Теперь Турцевич весь освещен зарей, и в его лице уже нет и следа злобы и вражды к нам. Он сгорбился, как-то весь поник и смотрит на Зину с невыразимой тоской и печалью…

Прощаясь с нами, он снова униженно и виновато просит извинения…

Сижу на балконе и от нечего делать слежу за воробьями, перепархивающими с ветки на ветку. Вот они отчего-то всполошились и со всех концов сада, с громким, тревожным криком, устремились к одному, дереву. И там, не переставая кричать, мечутся за каким-то огненно-рыжим комком, летающим по дереву сверху вниз и снизу вверх. Я долго не могу понять, в чем дело, наконец, вижу, что это белка. Настоящая рыжая белка, обитательница глухих северных лесов, чудом залетевшая в дачные места. Именно, залетевшая, потому что она не прыгает, а буквально перелетает с дерева на дерево, легко и быстро, распустив по воздуху свой красный душистый хвост. В одно мгновение, сопровождаемая стаей неистово кричащих воробьев, она облетает весь сад, и я слышу по отчаянному крику этих всполошившихся за свое мещанское счастье птиц, что она уже на соседней даче продолжает свой воздушный бег.

Ну вот, — белка пахнула на меня дикой, привольной жизнью девственных лесов, и после неё мои глаза со скукой блуждают по этому небольшому, огороженному забором саду, с искусственными дорожками и клумбами тепличных цветов.
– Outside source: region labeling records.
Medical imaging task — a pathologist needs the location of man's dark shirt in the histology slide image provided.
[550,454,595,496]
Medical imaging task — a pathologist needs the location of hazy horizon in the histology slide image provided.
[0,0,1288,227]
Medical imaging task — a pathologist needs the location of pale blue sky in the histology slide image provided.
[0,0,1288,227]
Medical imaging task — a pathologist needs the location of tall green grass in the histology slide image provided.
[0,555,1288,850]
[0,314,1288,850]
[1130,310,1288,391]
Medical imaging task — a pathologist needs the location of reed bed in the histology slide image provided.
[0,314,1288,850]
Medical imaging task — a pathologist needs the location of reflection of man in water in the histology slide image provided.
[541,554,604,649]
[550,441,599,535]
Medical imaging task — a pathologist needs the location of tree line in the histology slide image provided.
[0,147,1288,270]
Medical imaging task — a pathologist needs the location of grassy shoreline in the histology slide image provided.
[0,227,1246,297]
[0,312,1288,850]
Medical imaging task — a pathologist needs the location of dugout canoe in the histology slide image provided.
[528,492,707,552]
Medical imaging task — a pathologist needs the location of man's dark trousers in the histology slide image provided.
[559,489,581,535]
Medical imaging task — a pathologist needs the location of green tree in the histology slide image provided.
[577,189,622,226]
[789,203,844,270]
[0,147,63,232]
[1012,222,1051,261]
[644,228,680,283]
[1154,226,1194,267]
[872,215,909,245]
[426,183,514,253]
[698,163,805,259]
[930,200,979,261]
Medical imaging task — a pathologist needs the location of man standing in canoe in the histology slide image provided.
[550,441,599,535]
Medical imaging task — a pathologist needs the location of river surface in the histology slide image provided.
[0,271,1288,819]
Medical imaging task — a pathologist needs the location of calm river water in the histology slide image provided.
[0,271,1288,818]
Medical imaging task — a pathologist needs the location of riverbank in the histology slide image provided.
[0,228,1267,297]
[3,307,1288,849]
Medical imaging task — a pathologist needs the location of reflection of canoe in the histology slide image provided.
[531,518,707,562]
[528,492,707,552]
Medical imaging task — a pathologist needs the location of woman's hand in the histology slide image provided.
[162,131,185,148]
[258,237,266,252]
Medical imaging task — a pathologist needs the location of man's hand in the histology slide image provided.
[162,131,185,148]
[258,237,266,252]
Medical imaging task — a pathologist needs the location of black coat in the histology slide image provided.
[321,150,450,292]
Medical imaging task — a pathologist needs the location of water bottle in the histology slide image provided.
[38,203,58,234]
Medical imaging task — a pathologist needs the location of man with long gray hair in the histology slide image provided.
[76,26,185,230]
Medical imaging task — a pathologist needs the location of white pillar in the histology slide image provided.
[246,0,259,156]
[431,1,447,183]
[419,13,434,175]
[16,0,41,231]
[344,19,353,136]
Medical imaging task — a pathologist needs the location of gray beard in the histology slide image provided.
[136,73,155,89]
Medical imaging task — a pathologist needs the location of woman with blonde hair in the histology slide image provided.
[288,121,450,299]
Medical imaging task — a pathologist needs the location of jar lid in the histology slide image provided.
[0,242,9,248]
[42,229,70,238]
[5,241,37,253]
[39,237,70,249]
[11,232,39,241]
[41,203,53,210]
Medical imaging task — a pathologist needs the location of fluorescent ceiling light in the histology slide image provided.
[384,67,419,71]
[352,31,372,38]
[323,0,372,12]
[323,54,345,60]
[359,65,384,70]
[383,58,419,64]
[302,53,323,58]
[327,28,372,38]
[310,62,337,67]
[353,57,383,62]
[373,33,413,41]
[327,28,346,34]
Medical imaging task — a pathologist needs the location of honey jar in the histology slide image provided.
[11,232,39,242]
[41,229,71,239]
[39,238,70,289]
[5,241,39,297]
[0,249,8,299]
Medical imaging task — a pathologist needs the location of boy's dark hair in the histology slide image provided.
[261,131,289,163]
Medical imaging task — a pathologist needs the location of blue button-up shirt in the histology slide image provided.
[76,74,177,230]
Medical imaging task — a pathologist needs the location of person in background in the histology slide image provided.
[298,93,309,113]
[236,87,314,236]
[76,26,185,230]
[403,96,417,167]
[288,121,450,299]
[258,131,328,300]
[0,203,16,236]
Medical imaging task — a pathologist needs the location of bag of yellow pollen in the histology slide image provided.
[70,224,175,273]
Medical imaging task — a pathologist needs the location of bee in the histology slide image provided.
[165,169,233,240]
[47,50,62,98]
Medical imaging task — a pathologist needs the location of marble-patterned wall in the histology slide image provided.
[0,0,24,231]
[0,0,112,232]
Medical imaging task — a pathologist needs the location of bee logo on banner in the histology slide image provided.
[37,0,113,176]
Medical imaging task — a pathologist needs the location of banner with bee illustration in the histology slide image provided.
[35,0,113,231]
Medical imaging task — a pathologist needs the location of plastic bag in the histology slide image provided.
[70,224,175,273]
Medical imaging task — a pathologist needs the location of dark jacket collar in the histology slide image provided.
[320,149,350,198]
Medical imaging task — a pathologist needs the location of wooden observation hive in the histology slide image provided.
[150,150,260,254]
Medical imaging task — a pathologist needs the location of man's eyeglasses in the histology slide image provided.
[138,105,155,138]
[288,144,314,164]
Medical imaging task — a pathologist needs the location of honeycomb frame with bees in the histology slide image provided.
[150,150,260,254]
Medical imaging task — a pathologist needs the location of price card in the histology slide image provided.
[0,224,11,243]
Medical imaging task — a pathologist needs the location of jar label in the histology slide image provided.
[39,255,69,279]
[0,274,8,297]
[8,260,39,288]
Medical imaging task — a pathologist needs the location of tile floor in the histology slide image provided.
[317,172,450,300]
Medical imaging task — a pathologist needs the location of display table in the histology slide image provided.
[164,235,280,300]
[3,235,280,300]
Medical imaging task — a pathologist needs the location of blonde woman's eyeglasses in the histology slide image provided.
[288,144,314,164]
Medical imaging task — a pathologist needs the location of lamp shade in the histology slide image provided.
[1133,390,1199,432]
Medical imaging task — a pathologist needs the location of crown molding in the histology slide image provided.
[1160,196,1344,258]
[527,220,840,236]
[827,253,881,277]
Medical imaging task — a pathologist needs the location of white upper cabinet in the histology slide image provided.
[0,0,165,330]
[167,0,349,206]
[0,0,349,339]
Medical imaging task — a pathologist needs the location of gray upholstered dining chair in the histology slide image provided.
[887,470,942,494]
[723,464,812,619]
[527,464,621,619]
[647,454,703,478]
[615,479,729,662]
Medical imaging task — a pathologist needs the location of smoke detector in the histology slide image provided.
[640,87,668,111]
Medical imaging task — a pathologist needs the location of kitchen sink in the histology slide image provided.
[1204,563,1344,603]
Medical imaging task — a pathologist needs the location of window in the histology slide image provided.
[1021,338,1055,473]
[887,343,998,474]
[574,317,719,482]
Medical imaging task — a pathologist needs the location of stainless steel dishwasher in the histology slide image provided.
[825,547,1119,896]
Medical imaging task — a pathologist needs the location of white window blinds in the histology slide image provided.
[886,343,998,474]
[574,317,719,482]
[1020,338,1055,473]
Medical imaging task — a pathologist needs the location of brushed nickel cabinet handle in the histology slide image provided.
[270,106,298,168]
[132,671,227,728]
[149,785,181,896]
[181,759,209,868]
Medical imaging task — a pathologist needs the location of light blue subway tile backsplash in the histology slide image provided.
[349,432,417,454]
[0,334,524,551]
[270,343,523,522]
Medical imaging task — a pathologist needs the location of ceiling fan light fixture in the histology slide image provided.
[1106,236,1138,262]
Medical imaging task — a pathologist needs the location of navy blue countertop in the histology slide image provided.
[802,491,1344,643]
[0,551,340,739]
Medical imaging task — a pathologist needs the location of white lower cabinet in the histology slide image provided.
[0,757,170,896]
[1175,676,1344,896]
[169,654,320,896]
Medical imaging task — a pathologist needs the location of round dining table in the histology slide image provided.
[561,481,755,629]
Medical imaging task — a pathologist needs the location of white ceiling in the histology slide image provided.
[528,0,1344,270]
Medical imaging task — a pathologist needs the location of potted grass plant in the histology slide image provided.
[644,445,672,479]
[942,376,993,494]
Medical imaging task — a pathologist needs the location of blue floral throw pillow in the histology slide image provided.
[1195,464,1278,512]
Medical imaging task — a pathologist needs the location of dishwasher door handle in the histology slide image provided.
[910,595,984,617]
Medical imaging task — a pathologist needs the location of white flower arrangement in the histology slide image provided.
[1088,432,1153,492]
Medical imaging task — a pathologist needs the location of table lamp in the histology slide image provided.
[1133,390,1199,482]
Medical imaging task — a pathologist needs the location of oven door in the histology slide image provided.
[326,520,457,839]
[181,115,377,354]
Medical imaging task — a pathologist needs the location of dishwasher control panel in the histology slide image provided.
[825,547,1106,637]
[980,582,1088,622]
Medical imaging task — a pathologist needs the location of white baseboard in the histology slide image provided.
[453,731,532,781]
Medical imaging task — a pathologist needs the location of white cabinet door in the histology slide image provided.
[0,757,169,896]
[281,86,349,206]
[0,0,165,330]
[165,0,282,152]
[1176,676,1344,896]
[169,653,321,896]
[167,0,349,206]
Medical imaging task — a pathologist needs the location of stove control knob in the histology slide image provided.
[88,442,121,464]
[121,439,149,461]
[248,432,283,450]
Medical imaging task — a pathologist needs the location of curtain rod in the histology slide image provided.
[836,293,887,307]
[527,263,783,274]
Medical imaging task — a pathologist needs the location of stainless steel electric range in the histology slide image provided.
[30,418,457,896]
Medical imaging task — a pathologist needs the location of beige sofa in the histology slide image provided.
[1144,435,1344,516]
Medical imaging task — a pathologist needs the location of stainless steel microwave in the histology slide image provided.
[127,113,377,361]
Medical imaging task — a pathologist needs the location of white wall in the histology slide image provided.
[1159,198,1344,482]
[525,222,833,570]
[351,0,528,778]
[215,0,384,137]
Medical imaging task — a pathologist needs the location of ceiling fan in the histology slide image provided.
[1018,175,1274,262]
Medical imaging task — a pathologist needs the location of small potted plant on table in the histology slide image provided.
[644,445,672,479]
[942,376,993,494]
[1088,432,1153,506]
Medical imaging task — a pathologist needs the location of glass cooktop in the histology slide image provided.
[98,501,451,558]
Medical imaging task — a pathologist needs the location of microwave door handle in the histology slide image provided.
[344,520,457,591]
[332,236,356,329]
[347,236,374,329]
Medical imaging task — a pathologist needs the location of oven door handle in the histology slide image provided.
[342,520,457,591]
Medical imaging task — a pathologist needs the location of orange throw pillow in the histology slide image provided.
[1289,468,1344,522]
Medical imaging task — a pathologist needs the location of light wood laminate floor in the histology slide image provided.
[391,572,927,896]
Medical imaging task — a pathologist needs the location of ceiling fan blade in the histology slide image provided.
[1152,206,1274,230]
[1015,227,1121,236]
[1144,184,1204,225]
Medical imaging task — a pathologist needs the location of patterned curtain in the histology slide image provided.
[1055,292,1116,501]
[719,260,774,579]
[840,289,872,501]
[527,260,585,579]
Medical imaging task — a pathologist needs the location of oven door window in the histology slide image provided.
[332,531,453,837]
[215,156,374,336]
Мне отчего-то обидно и грустно, и я часто с безотчетным волнением поворачиваю голову и смотрю в ту сторону, где исчезла белка…

Потом я спускаюсь в сад, обхожу все дорожки, осматриваю все деревья — белки нет. Я стою у калитки, открытой в сад Каменевых, и раздумываю: не притаилась ли белка где-нибудь там, на сосне, или среди широк их ветвей ели? И я обхожу и этот сад и осматриваю все ели и сосны. Белки нет.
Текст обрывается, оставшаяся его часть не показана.